A previous study by d’Assignies et al. showed that the blood flow of PNET is related to its grade, and that blood flow was significantly higher in the group of benign tumours [17]. In our study, 86.7% (13/15) of tumours were low-grade tumours classified as G1 or G2. Although excluded from this study, all hypervascular PNET were low-grade tumours; of 12 tumours, 11, 1, and 0 were G1, G2, and G3, respectively. Our results agreed with those of d’Assignies et al., as the proportion of G2 and G3 tumours increased in non-hypervascular PNET compared to the hypervascular PNET. However, 86.7% of tumours among non-hypervascular PNET were low-grade tumours. Moreover, our results were similar to findings of a study by Jeon et al., in which low-grade tumours accounted for 89% of non-hypervascular PNET [13]. Although non-hypervascular PNET is more likely than hypervascular PNET to include high grade tumours, the majority of non-hypervascular PNET are low-grade tumours that require less extensive surgery; thus, it is clinically important to differentiate non-hypervascular PNET from PDAC.

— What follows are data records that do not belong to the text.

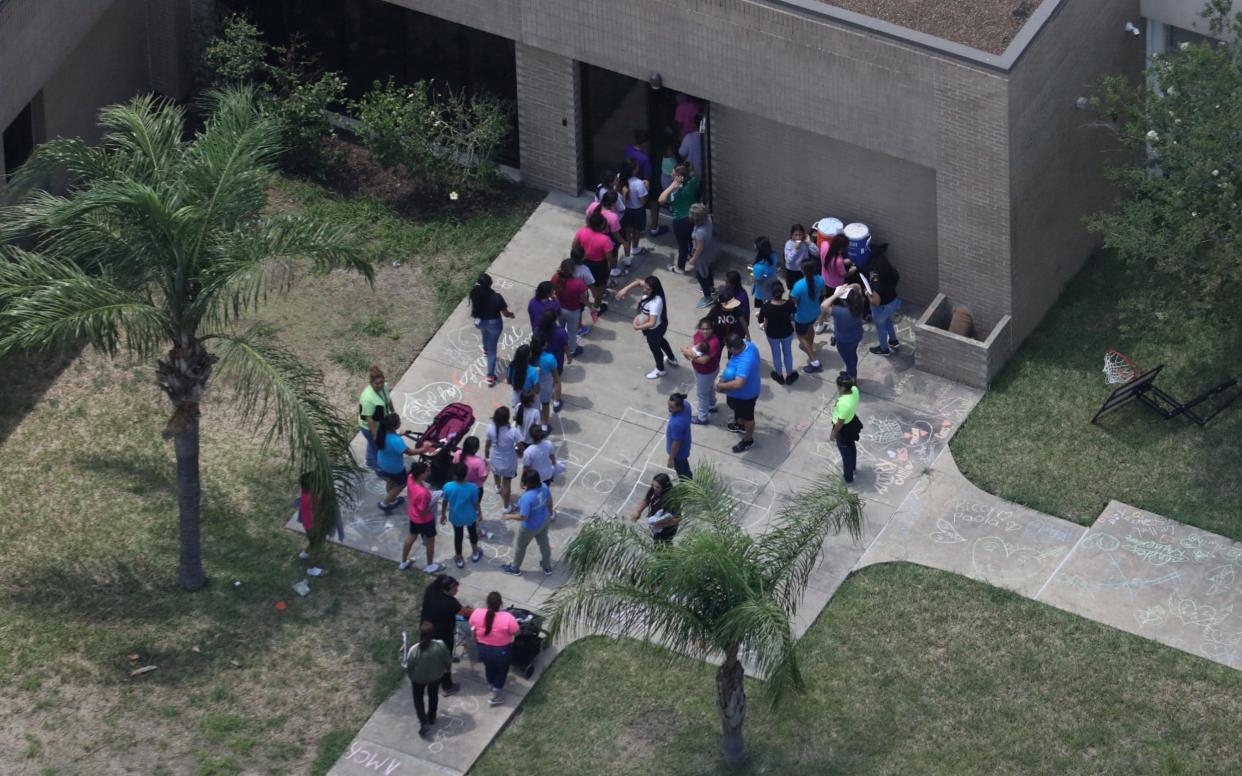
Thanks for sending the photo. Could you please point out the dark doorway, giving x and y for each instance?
(615, 106)
(373, 40)
(19, 140)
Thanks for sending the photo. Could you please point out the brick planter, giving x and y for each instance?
(963, 359)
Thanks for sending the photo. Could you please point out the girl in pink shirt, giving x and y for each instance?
(493, 635)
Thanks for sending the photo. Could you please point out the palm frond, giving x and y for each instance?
(49, 302)
(789, 550)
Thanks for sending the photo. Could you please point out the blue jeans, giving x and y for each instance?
(882, 315)
(496, 664)
(370, 450)
(783, 353)
(491, 330)
(848, 353)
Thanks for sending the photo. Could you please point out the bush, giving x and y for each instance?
(297, 98)
(445, 140)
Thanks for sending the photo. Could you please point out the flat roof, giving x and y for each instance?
(986, 25)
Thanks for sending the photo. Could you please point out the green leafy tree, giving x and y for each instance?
(1180, 184)
(445, 140)
(716, 592)
(159, 248)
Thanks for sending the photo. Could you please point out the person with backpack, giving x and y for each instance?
(426, 663)
(846, 425)
(422, 519)
(487, 307)
(494, 632)
(460, 507)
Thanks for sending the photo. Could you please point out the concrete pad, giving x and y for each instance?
(1151, 576)
(950, 524)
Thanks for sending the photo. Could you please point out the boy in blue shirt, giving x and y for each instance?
(677, 435)
(460, 507)
(533, 514)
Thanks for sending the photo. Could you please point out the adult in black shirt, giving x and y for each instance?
(776, 319)
(487, 307)
(884, 303)
(440, 607)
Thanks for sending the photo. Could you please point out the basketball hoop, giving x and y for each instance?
(1119, 368)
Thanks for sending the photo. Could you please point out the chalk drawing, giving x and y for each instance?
(1222, 579)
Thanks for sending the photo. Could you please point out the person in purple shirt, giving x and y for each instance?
(543, 301)
(677, 435)
(740, 383)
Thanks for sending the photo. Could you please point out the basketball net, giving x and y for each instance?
(1119, 368)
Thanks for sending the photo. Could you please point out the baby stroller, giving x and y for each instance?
(450, 426)
(529, 641)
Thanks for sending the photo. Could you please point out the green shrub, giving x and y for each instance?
(445, 140)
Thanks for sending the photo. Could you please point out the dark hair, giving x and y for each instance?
(481, 291)
(493, 605)
(763, 250)
(501, 417)
(518, 366)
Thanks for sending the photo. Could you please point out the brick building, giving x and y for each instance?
(954, 135)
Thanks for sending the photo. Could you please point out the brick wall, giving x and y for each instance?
(769, 175)
(1056, 159)
(548, 122)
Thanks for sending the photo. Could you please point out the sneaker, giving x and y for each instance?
(743, 446)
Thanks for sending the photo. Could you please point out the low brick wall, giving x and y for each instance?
(961, 359)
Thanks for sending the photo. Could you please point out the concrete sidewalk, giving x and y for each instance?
(918, 507)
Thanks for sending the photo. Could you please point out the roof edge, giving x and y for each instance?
(997, 62)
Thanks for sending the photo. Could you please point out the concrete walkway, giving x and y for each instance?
(918, 507)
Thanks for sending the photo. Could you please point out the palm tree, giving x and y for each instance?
(159, 247)
(714, 592)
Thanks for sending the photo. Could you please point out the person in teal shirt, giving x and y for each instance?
(460, 507)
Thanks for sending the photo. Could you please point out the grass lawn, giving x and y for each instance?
(88, 536)
(909, 671)
(1031, 441)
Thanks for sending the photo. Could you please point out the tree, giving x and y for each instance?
(1180, 184)
(163, 242)
(714, 592)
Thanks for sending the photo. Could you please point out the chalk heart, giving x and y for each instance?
(999, 561)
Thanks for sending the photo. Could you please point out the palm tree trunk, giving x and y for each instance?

Little is known about the added value of non-enhanced MRI for differentiation between PNET and PDAC. In our study, the signal intensity of MRI including DWI and ADC showed no significant difference between PNET and PDAC. Such a result was similar to previous reports [11,18]. Concerning PNET, some studies showed that DWI and ADC have predictive value for tumour grading. This is particularly useful to differentiate between G1-2 and G3 tumours [19-21].
The limitations of our study are its single-site retrospective design and the higher number of PDAC patients than non-hypervascular PNET. Non-hypervascular PNET is the less frequent type of PNET, which is generally a rare tumour, and only 15 cases of non-hypervascular PNET were seen in our study. Future studies with larger sample sizes are required to provide additional accuracy to our study. Furthermore, our study included all grades of PNET. Some previous studies reported that DWI is useful for the differentiation between G1-2 and G3 tumours [19-21]. Thus, if we subdivide the cases into different grades of PNET (G1-3) and PDAC prior to evaluation, there may be some imaging features that can differentiate these tumours. Additionally, our arterial phase protocol was conducted earlier than recommended in the European Society for Medical Oncology (ESMO) Clinical Practice Guidelines [4,14]. In our CT imaging protocol, the arterial phase was taken 10 seconds after reaching 80 Hounsfield units with ROI placed on the aorta. This was approximately 30 seconds after administration of the contrast agent, which is earlier than the 40 seconds recommended in the ESMO Clinical Practice Guidelines. The pancreatic arterial phase should also be acquired to better compare CT imaging findings to previous reports.
In conclusion, a well-defined margin and a lower ERT of non-hypervascular PNET contributed to differentiation between non-hypervascular PNET and PDAC. Consequently, by interpreting the images correctly, unnecessary extensive surgery can be avoided.